Additionally, LSC has just undertaken an “Information Management Project.”  The project’s goal is to find the best approaches being followed by our programs and publicize them.  Information on promising approaches will be directly sent to programs and will also be available on LSC’s web site for all to see. We trust that the bright light of publicity will spark discussion and modeling of good practices.   

VI.    Need for Continuing Conversations

The 2001 Conference on Creating Client-Centered State Communities of Justice was an excellent start to address client-centered representation.  We hope you agree that the steps described above that we are taking and planning to take in concert with our programs, our national partners and with the client community, are responsive to the needs articulated at the conference.  In summary, those steps are:  

·        We will be redoubling our state planning, grants management and technology efforts to listen to client voices and address client-centered goals.  

·        We have initiated the Information Management Project to give the widest possible distribution to innovative ideas and best practices that our programs have developed so that they can be replicated.  

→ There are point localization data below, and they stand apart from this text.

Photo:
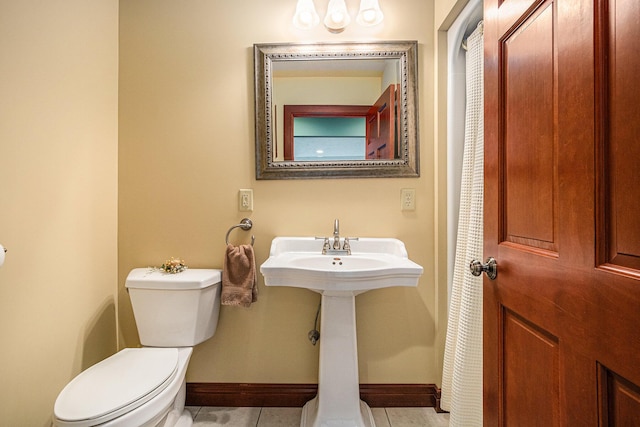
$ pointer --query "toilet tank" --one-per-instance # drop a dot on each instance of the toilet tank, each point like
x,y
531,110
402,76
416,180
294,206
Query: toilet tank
x,y
175,310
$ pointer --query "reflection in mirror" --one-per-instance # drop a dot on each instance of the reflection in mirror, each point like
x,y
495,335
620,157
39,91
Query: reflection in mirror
x,y
336,110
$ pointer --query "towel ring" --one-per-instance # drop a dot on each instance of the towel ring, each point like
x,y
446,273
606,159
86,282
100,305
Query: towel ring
x,y
245,224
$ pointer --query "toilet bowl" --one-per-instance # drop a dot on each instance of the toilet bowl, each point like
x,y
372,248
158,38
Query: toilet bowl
x,y
146,386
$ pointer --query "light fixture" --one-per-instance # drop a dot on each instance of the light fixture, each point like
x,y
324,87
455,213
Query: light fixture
x,y
306,16
370,13
337,17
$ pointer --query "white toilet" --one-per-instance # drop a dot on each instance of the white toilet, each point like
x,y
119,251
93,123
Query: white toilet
x,y
146,386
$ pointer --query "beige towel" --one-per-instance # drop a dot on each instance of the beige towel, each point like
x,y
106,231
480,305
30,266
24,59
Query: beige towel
x,y
239,285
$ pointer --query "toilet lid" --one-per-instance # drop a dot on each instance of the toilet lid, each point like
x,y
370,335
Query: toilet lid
x,y
118,384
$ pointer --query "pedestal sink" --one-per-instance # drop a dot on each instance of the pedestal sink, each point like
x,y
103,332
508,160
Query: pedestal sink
x,y
374,263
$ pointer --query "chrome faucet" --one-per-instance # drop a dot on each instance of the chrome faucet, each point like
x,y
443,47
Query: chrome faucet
x,y
334,249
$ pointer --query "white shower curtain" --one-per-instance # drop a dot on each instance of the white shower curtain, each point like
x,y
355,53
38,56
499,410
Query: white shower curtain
x,y
462,369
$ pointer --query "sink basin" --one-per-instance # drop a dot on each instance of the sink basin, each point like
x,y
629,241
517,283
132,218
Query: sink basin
x,y
374,263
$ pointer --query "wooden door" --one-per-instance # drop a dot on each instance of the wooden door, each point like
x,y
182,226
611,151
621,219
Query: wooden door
x,y
381,129
562,213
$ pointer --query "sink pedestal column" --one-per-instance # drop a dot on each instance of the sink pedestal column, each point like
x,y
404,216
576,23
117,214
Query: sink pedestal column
x,y
338,401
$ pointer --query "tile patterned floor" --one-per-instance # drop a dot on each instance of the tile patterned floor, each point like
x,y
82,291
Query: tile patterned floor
x,y
290,417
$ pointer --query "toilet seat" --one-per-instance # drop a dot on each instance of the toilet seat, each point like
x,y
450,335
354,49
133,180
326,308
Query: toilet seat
x,y
115,386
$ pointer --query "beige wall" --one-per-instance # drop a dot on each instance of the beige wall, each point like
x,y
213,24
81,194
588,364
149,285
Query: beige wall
x,y
187,146
58,195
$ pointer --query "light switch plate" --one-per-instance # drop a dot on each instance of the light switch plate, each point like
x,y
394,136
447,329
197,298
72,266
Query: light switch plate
x,y
408,199
245,200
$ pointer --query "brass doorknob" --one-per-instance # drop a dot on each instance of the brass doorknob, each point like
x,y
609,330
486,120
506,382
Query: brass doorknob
x,y
490,267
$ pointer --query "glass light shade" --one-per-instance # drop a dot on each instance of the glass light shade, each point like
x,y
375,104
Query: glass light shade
x,y
370,13
306,16
337,17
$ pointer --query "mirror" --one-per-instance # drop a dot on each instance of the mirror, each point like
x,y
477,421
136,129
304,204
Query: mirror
x,y
375,83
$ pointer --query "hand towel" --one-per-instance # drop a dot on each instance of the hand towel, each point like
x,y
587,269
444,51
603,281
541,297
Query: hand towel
x,y
239,285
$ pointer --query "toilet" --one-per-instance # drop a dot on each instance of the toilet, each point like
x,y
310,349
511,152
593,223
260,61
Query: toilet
x,y
146,386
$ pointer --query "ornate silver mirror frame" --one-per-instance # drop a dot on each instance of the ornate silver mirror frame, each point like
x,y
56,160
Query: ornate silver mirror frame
x,y
406,161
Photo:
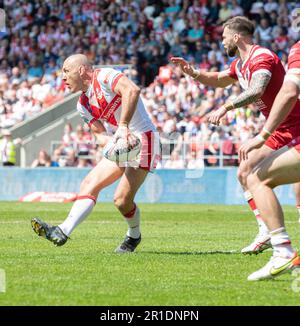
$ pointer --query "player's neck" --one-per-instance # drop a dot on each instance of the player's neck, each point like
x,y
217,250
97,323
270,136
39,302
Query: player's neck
x,y
244,50
87,81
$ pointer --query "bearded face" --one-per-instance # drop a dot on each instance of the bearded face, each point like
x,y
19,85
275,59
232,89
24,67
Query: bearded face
x,y
231,50
228,42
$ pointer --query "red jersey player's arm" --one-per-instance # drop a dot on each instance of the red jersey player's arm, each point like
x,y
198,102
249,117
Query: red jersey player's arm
x,y
257,87
284,102
129,93
208,78
214,79
100,133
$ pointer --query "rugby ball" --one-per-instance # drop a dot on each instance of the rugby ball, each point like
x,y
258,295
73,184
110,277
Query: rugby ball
x,y
121,151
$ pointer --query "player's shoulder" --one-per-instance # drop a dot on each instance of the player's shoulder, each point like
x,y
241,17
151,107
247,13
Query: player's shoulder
x,y
260,52
103,75
295,50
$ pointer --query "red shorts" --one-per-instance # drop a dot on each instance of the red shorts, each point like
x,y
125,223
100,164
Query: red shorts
x,y
295,143
282,137
150,153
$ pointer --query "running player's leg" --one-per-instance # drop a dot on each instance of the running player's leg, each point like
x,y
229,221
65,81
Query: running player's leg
x,y
262,240
129,184
281,167
297,195
101,176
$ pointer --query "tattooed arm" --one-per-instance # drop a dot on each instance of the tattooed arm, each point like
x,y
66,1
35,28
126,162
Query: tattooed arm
x,y
257,87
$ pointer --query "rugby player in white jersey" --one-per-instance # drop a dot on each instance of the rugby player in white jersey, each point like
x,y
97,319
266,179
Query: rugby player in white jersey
x,y
107,96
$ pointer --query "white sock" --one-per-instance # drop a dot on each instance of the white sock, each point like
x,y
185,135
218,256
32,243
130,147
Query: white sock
x,y
298,208
281,243
262,227
133,220
79,211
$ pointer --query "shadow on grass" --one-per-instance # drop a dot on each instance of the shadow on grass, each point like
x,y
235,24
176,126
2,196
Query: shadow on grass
x,y
209,252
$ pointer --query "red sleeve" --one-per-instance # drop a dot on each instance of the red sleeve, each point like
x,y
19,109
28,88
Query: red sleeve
x,y
262,62
231,70
294,59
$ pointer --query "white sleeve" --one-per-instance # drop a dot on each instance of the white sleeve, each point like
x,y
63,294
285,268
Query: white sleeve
x,y
108,78
85,114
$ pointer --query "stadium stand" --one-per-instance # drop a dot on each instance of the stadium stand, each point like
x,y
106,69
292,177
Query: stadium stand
x,y
39,35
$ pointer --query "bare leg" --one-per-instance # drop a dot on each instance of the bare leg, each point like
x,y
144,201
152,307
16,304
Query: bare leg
x,y
297,194
281,167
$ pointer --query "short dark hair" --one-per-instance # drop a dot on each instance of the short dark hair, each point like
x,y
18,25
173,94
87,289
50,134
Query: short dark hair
x,y
240,24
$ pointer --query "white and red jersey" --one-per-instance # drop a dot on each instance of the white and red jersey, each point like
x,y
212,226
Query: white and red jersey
x,y
294,60
261,60
100,102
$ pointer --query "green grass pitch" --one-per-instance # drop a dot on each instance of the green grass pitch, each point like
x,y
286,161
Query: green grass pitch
x,y
189,255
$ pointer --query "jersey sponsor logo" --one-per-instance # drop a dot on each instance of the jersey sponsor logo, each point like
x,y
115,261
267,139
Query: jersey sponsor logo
x,y
112,107
107,77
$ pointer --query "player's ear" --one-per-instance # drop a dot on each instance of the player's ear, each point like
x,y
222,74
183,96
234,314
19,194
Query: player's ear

·        We are appointing an LSC staff member to be the client-centered coordinator charged with exploring further client empowerment structures and tools.  That person will establish a national service desk to serve as a clearinghouse and national hub for receiving and disseminating information about client-centered activities.    

To be fully effective, the dialogue that began in Hershey must continue.  LSC is committed to build on the excellent work begun at that conference and to continue the dialogue in 2002.    Please write us with your ideas. Your input on future efforts and your comments on these plans would be greatly appreciated.